I'm going to share an epiphany I had a while back while doing a project for a client. After the initial sketch was approved I started refining my drawing. I had spent a few hours on it and was liking it. But then I noticed that the placement of the hands were wrong. The way they were facing did not make sense. (If the style I was going for was more stylized and graphic or flat it would not have been a big deal, but that was not my aim for this drawing.)
However, that thought nagged me. I knew I could do better. But by going back I'd be spending more time than I wanted on this picture. But after my personal debate, I decided to bite the bullet and make the change. I ended up spending an extra couple hours making the changes and the funny thing is that as I made those changes I noticed other flaws with my drawing that I needed to change.
I'm not going to lie.
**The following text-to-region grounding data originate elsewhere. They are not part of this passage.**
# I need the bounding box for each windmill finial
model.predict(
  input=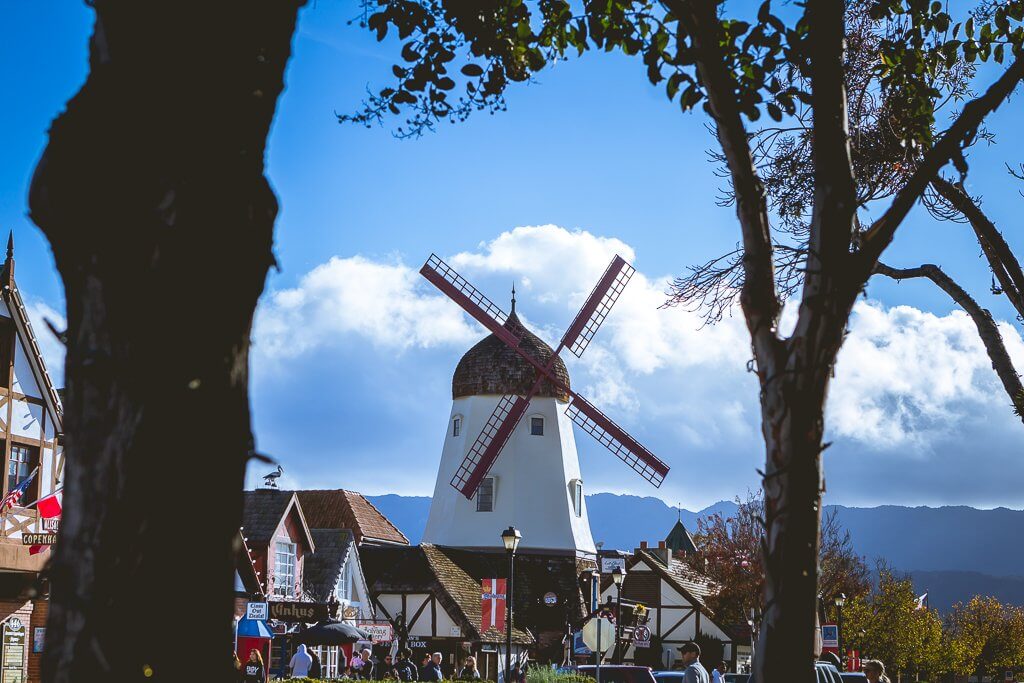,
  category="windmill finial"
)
[511,282,516,315]
[677,502,681,521]
[5,232,12,261]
It was a painful and dreaded thing when I realized how much I had to change, but in the end I was so much more satisfied with my drawing.
It made me reflect on my life. How often do I just get by? I can say, "You know what? No one else will notice so what's the big deal?" The deal is that I live with myself. And why shouldn't I try to do better? Anyway, since then I've tried doing things just a bit better.
But I also want to say that I'm not doing it to compare myself to others. I know a dozen artists that could do a much cooler drawing of this little girl. But the point of changing the drawing wasn't because I was trying to be better than another artist. It was because I knew I could do better.